Nel business, questa capacità di reinterpretare i fatti è la chiave per non fallire. Pensiamo a IBM: a un certo punto ha smesso di vendere hardware per reinventarsi come società di servizi. I fatti (le competenze, le persone, la tecnologia) erano gli stessi, ma la narrazione e l'identità sono state rilette per generare nuovo valore. Chi non fa questa operazione di semantizzazione, chi non riesce a raccontarsi in modo nuovo, muore (come è successo a Nokia o BlackBerry). È un concetto che abbiamo esplorato anche parlando di come l'IA accelera il go-to-market, dove la differenza la fanno la narrazione e la strategia, non il tool.
“Se parli statistica il mondo dell'Al oggi è tuo. Se parli solo Python non ci capisci niente” - L. Floridi
Più di recente, non sono mancati i casi in cui startup di AI si sono rivelate come gruppi di persone che facevano le cose ma che raccontavano di farlo con uno o più LLM. Anche qui il fatto non cambia (ho la trascrizione della riunione), ma dietro c’è una verità diversa da quella che pensavo.
Un esempio di come il capitale semantico generi valore economico è l'auto da matrimonio. Se la compri come mezzo di trasporto (valore d'uso), è un pessimo affare: costa tanto, consuma molto, è scomoda. Ma se la noleggi per un evento, il suo valore esplode perché è carica di significati simbolici, di estetica, di memoria. Il capitale semantico segue questa logica: un contenuto "alla moda" produce molto valore immediato ma si deprezza subito; un contenuto "classico" (come Il Gattopardo) si apprezza nel tempo perché, come diceva Calvino, non ha mai finito di dire quel che ha da dire. È una risorsa rinnovabile di senso.
"Ogni fatto che ti accade può essere letto in modo diverso... l’anagnorisi ti permette di mantenere i fatti ma la verità può cambiare." - L. Floridi
Rischi del capitale semantico: perdita, spreco e deprezzamento
Il capitale semantico, come ogni capitale, è soggetto a rischi finanziari. Se non lo curiamo, lo perdiamo. Il rischio più evidente è la perdita di senso: quando l'informazione circola troppo, si banalizza e non fa più presa sulla realtà. È l'effetto delle fake news o della propaganda, che usano il capitale semantico in modo strumentale, "mettendo la perla nell'aceto" e sciogliendola.

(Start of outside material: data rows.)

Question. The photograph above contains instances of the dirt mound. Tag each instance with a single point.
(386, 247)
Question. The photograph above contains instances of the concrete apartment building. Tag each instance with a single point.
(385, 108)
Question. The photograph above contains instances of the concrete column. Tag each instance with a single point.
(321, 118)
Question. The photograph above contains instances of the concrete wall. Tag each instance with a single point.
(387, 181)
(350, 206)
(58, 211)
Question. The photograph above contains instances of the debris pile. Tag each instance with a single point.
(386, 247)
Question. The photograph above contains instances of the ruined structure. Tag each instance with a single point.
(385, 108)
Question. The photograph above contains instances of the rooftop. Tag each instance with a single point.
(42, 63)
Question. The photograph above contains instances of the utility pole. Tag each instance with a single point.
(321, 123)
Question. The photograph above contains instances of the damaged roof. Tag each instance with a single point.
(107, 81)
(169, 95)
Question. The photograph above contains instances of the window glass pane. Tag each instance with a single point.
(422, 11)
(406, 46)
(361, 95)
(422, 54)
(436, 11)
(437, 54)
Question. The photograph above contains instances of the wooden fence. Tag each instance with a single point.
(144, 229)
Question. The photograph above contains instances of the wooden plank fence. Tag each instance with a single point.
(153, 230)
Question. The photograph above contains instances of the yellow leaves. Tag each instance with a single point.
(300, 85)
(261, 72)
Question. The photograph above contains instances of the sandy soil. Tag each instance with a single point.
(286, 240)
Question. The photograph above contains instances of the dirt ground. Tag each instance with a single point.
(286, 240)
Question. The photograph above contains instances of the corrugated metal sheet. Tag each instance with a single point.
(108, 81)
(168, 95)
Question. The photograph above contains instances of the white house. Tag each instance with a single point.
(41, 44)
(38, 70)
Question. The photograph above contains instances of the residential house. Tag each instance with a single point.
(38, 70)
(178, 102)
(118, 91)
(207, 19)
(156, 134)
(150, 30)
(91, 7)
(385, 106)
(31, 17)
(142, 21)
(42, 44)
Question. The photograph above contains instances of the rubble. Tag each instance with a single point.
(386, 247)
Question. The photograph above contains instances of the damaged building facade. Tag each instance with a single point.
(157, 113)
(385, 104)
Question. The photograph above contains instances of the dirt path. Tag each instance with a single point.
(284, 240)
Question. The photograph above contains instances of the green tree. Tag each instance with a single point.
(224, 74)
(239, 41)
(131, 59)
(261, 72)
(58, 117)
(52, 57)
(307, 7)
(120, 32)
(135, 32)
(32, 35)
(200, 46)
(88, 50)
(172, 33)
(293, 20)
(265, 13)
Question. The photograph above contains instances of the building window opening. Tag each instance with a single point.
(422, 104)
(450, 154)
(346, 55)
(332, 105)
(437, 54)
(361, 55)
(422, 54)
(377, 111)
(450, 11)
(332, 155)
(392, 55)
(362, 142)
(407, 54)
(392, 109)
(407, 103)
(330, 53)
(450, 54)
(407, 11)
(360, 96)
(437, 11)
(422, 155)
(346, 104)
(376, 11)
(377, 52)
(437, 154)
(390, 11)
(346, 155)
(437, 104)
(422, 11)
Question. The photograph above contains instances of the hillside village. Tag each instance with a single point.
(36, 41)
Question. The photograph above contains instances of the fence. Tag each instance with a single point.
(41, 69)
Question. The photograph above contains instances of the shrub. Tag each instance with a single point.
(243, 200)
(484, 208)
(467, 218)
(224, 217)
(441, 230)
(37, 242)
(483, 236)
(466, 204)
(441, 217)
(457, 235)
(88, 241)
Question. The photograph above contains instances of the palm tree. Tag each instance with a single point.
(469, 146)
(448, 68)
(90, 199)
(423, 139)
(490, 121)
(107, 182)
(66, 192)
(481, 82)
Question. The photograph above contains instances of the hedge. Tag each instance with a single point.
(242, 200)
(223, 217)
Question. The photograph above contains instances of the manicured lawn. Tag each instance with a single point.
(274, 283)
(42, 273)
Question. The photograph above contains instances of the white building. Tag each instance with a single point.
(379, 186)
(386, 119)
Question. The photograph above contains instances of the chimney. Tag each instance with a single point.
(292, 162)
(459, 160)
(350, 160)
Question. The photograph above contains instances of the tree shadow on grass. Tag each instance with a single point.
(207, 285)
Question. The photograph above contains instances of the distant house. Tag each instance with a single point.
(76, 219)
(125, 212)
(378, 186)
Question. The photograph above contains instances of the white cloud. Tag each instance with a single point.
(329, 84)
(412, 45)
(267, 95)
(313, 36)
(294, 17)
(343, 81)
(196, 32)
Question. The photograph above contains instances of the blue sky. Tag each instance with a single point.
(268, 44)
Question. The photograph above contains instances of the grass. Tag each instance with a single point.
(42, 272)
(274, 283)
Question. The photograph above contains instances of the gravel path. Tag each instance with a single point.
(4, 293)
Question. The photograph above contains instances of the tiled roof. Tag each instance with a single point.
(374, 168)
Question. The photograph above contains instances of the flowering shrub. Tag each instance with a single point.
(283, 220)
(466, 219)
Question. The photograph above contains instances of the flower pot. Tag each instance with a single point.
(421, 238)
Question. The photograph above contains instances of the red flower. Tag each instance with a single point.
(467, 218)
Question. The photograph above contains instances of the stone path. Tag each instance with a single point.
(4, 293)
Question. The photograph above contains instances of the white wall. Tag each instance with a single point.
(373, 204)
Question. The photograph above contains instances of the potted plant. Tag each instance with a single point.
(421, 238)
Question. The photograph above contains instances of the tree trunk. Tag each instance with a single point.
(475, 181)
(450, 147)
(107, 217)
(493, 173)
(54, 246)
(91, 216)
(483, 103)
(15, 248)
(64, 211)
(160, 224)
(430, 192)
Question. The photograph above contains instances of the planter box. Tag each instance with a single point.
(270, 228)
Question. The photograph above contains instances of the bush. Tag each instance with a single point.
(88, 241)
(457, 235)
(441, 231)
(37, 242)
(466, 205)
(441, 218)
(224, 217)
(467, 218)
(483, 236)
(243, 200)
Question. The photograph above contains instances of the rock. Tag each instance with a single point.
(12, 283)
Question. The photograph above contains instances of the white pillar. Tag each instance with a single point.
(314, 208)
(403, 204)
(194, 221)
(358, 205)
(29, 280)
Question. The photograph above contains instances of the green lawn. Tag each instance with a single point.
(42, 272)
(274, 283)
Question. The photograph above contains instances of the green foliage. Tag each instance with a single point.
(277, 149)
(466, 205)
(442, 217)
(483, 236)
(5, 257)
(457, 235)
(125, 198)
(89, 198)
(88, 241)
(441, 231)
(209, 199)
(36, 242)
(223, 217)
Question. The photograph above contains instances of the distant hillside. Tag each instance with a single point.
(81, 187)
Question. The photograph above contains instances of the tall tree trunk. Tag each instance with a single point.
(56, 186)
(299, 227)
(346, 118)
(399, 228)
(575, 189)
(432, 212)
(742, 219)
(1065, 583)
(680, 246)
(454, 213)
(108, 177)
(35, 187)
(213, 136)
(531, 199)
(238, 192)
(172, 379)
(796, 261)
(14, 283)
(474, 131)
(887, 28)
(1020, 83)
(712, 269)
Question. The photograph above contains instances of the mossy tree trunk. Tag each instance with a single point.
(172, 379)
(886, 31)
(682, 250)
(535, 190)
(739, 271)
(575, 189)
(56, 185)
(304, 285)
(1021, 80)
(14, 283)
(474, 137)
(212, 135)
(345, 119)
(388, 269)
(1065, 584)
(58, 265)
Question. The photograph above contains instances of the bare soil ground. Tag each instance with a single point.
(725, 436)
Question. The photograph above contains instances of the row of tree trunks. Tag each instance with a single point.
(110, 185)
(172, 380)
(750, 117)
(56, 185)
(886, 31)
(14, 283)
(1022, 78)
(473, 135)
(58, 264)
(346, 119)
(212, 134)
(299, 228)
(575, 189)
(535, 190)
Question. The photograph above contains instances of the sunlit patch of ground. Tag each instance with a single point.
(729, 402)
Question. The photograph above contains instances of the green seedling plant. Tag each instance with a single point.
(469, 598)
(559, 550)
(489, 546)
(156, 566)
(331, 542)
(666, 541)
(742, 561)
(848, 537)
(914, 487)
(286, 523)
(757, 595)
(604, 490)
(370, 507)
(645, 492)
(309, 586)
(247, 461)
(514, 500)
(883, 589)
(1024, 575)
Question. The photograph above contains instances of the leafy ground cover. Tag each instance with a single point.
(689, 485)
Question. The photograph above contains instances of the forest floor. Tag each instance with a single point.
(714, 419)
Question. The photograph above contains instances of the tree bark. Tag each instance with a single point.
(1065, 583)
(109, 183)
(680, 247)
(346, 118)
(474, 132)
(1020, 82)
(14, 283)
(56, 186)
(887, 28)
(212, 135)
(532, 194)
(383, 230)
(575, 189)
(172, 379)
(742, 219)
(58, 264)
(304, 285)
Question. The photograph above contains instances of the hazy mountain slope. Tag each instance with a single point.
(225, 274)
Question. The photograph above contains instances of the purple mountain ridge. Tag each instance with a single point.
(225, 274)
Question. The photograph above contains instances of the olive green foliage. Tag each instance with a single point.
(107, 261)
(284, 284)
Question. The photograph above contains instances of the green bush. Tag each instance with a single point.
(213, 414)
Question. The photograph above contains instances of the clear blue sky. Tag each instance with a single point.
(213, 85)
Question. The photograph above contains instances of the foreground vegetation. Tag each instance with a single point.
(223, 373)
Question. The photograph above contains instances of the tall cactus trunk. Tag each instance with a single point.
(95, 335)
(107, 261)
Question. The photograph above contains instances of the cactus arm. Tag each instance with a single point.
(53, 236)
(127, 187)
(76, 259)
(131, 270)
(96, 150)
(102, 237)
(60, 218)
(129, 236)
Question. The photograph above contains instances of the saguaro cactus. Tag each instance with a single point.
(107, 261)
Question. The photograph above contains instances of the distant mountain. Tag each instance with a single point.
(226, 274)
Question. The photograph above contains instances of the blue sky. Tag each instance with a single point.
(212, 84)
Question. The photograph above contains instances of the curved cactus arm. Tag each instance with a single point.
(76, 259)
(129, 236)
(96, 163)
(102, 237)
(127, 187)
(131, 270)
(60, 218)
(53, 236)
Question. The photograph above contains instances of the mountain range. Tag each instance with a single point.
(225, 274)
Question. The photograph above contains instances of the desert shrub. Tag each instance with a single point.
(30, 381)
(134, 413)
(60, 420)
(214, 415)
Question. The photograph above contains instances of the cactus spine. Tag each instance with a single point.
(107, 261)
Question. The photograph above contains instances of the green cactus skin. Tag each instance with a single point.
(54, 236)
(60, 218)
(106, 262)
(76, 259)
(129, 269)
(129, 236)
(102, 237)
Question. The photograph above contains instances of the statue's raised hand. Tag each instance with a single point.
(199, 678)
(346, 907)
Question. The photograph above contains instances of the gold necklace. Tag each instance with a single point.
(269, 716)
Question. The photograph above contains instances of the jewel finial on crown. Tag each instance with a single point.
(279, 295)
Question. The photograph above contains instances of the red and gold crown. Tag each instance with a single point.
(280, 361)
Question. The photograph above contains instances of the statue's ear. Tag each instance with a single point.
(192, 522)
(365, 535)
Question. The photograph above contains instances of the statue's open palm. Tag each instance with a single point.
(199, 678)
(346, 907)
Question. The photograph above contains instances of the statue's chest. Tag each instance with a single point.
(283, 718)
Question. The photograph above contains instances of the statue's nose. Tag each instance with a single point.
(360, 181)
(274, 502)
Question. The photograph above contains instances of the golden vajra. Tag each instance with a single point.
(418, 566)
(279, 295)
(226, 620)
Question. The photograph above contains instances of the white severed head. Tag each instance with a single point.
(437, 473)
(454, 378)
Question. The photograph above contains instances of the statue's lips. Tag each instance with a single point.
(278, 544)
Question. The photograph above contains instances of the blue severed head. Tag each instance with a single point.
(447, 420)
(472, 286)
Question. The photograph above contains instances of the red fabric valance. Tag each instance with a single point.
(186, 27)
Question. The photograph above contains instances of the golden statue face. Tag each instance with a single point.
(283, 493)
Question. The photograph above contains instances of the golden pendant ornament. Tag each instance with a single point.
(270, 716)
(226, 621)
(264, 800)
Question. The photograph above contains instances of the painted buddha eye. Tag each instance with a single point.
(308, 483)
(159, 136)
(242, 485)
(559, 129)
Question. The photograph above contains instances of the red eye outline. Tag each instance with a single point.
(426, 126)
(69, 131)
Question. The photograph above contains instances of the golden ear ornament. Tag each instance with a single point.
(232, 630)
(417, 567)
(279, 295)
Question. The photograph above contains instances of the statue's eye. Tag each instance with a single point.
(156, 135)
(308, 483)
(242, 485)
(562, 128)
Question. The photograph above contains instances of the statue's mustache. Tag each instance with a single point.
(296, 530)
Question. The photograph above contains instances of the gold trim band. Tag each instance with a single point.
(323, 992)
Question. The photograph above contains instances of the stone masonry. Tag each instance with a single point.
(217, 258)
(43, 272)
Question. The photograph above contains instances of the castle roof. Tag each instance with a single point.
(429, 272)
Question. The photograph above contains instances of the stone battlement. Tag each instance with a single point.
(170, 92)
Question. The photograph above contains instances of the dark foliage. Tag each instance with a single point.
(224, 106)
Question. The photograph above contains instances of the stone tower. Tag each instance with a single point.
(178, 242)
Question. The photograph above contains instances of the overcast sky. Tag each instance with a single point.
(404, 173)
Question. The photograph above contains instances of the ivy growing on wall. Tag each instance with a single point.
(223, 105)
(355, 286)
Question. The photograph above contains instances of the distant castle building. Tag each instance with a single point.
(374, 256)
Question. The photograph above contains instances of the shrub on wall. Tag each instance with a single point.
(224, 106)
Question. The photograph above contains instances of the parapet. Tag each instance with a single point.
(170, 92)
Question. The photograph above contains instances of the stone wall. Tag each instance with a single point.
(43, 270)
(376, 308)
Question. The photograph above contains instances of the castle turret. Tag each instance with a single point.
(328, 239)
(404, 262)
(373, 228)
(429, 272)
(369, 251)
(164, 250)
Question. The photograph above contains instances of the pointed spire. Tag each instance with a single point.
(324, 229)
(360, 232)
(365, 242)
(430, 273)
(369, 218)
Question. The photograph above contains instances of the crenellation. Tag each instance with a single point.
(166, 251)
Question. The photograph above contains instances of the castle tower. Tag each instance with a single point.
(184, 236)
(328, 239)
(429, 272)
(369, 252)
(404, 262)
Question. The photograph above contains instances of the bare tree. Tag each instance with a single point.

C'è poi il rischio del sottoutilizzo, che in economia è un costo opportunità. È il problema dei musei che tengono i quadri in cantina o delle biblioteche che non prestano i libri. Floridi cita la parabola dei talenti: chi possiede capitale semantico ha il dovere morale ed economico di farlo fruttare, di rimetterlo in circolo aumentato. Se lo seppelliamo, lo rendiamo sterile. In un'epoca in cui l'IA al lavoro rischia di produrre contenuti mediocri, la capacità umana di generare valore semantico aggiunto è l'unica difesa contro l'appiattimento.
Infine, c'è il deprezzamento. Come un'automobile ferma, il capitale semantico invecchia. Se non ci formiamo, se non aggiorniamo le nostre categorie interpretative, diventiamo obsoleti. La soluzione non è imparare solo l'ultimo linguaggio di programmazione (il Python di oggi è l'HTML di ieri), ma padroneggiare i "linguaggi dell'informazione" a tutto tondo: dalla Statistica alla Storia, dall'Arte alla Zoologia. Solo chi controlla i linguaggi controlla il pensiero.
"Chi non controlla il linguaggio non controlla il pensiero... Se non hai la parola giusta per il concetto giusto è tutto 'particolare'." - L. Floridi
Dobbiamo dire ai giovani di leggere Proust e Aristotele non per pedanteria, ma per dotarli dell'infrastruttura necessaria a gestire l’enorme quantità di informazioni con cui devono convivere. Perché se l'IA è il motore, il capitale semantico è la mappa, e senza mappa il motore serve solo ad andare a sbattere più velocemente. Per chi volesse approfondire le basi teoriche di questa visione, è utile recuperare l'etica dell'Intelligenza Artificiale secondo Floridi, un testo fondamentale per orientarsi.